Победа – глоток крепкого чая с примесью серы, не бегство, но тактическое отступление: свое получено, награде кормить команду еще полгода, дозор оставлен униженной шлюхой, пусть и с гордо вздернутым подбородком; цена уплачена втридорога, не все вернутся на палубу субмарины, морское дно сцарапает прилипшие к обшивке ракуши.

Ло считает потери, борясь с соблазном опуститься на взрыхленный десятками ног берег, павшие в битве сносятся вместе: могилу рыть не придется, схоронит погребальный костер.

Ло сглатывает, утирая со лба соленую влагу - частично впитавшуюся мохнатой шапкой,- стекающую по вискам грязными струйками, по сгибу шеи к вороту толстовки, отчего та мерзко липнет к коже, и хочется стащить с себя пропахшую измотанным телом ткань, смачно швырнув на выпирающий неподалеку валун. Подставиться ветру, и редкой игольчатой мороси.

К горлу подбирается тошнота: выдохлась сила фрукта, но пират вновь сглатывает, проталкивая тугой комок обратно в желудок, оборачивается, чтобы встретить взгляд Адонис, который ощутим даже на расстоянии. А в голове садистское: «Видишь? Он умер. Видишь?!»

Ее взгляд читаем, будто ранее затертый шрифт древней, заговоренной книги проявляется на пожелтевших, истончившихся столетиями страницах, отчего кишки повторно скручивает в узел. Теперь не от тошноты, а короткого, гадкого торжества. Трафальгар с долей нездорового безумства втягивает этот взгляд, украдкой ведя языком по нижней, перепачканной собственной кровью губе и думает – или надеется, - что зрелища она не выдержит. Хотя не знает сам, проявления каких эмоций ожидает. Но не успев оформить затянувшуюся мысль, одергивает себя, укоряя за поспешные выводы. Ошибаться ему не нравится. Ох, как не нравится. И пролитое вино плескается на дне бутылки, в память погибшим; Адонис белеет в мгновение ока, застывает, подобно куску гладко отшлифованного мрамора судорожно сжав пальцы на эфесе боевого трофея, рот приоткрыт в беззвучном вопле. Только глаза остаются живыми на фоне ледяной маски с отчетливо различимым неподдельным изумлением, наряду с некогда загнанным в глубь сознания безразличием. Это воля к жизни со свойствами льда и холода, борьба против приснопамятного безумия, с которым Трафальгар однажды не справился. Леска натянута до предела, нервы лопаются пузырящейся в кипятке пеной.

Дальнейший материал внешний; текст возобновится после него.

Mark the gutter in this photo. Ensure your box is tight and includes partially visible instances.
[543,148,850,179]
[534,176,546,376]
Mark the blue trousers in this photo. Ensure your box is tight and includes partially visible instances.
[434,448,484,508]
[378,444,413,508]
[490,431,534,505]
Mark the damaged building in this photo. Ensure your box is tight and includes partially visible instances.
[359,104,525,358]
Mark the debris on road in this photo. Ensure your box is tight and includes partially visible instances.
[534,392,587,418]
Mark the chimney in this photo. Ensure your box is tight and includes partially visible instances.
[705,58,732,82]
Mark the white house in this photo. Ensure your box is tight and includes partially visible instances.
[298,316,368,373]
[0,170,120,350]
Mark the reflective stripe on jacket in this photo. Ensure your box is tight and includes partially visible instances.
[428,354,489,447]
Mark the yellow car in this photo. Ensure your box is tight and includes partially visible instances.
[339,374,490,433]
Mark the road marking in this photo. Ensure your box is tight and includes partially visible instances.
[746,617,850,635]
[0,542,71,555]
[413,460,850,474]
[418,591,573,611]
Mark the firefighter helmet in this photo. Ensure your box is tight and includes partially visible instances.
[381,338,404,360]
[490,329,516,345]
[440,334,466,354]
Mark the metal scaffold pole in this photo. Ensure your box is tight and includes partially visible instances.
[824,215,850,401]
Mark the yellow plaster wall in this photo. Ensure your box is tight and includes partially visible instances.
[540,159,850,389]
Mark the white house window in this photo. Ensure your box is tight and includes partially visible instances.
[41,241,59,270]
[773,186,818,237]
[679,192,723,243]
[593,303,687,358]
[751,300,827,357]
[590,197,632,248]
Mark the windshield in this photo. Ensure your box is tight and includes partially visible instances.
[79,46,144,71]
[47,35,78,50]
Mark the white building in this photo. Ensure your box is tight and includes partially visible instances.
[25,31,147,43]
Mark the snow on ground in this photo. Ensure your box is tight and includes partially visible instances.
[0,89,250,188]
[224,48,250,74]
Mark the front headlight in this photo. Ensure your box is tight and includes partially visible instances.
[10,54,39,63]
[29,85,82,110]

Медовый взгляд не просто жжет, он плавит, почти светясь в почерневшем дыму, словно солнце, бесформенной жидкой массой, вязкой, медленной, подобно лаве, льет в протестующее шипящее море, создавая клубы непроницаемого пара. А вода, стихия свободная, непокорная - принимает его в себя, и остудить не под силу всем океанам мира. Боль, тоска, гнев... свечка, забытая на каминной полке тает, растекаясь желтой лужицей по испещренной сетью рубцов поверхности.

Ло замечает, ликуя; забытая совесть, прогнившая жалость – порция извращенного сочувствия. Всплеск потухает быстрее, чем он успевает распробовать, вырвать опустевшие страницы тяжелого фолианта, затолкать поглубже в карман – не выйдет: глаза потухают, забирая за собой живое пламя, темное пятно под прядью волос приковывает внимание; она придет, он впустит.

Корабль встречает вернувшихся пустой палубой, топотом ног тех, кто остался тут, разменяв порцию адреналина на жалобы зашедшихся в плаче приборов, но явно желавших променять безопасные, нагретые двигателями стены на плечо товарища, о которое можно опереться, если споткнулся в разгар боя, прикрыть от ударов и протянуть руку упавшим. Кровавый шлейф тянется по до блеска вымытым недавно доскам, а кто-то жуя сопли и скрежеща до эмалевой крошки зубами распахивает двери операционной, помогая укладывать раненых на второпях приготовленные столы, пока мешки с поклажей бросают где-то у входа в камбуз, забыв о том, что там внутри. Сейчас важнее приглушить протяжный, рвущий глотки стон, широкой сеткой зависший под потолком, связавший всю боль по центру комнаты; шлепок натянутых перчаток, короткие команды в сторону не глядя, зажатый в руке бинт и где-то там, рядом с теми, кто способен стоять самостоятельно, знакомый силуэт, прижатая к груди кольчуга.


Ло мысленно глушит энную бутылку: спустя часы, ценою в восемь жизней - и к счастью, все они проспят до завтра, иначе не дадут затянуться только что сшитым ранам, - страх потерять еще сменяется на пьяную возню, горланящие песни люди сами справляются с тоской и привыкают не увидеть утром тех пятерых, что будут спать всегда. Веселье уводит их в танец под струны гитары, двух флейт и нескольких поддатых голосов, когда пират, держа в руках уже настоящую бутылку, идет наверх.

Отвлечься получается не сразу, хотя Трафальгар тоже привык, давно привык. К примеру, держать лицо невозмутимым, ничем не выдать разделяемую горечь утраты, или же, ему лишь кажется, что разделяет, а на самом деле глубоко равно – он не уверен: легко-смываемый позор, никем не замеченный особой роли не играет. Глоток-другой малиновой жижи, и можно шагами мерить расстояние до звезд не сбиваясь, отвлечься от запаха формалина, забившейся под ногти грязи, желания надавить сильнее на чужие раны.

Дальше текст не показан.